Monday, September 3, 2018

President in name only

Stop referring to him as “the president.”

The Founders were quite clear: any president must swear and affirm an Oath of Office to protect and defend the Constitution.

You’d think they believed that a habitual, inveterate, compulsive, vicious liar, a man utterly without shame in his constant prevarication, could not be president.

Back when lower courts, through several iterations of anti-immigration executive orders, blocked each diktat from the Oval Office, Quinta Jurecic of Lawfareblog mused that the nation’s administrators of justice, reflecting on the gravity of the Oath, felt that he who had sworn it lacked “civic virtue,” and was not entitled to normal presidential deference.

The squatter who currently, through a catastrophic quirk of the Electoral College, holds the highest office of the land in Babylonian captivity, had formal authority but was as lacking in moral authority as he was lacking in dignity, judgment, and common human decency.

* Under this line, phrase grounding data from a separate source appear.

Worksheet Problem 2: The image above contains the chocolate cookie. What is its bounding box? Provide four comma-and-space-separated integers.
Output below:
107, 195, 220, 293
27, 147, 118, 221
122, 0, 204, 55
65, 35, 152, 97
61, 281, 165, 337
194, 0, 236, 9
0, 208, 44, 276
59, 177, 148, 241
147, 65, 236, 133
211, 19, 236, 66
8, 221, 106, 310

How many kinds of disgusting does one have to be to so besmirch the noble office once held by Washington, Jefferson, and Lincoln, cavorting on the national stage, smirking, bullying, threatening, hurling kindergarten epithets at the press, the judiciary, at petitioners for refuge?


Each time we attach the name of a high office to a miserable creature who stiffed his contractors, defrauded citizens who sought to better themselves with a fake university, and betrayed the marriage vow with playmates and porn stars, we impute the virtue of the presidency to one who has none.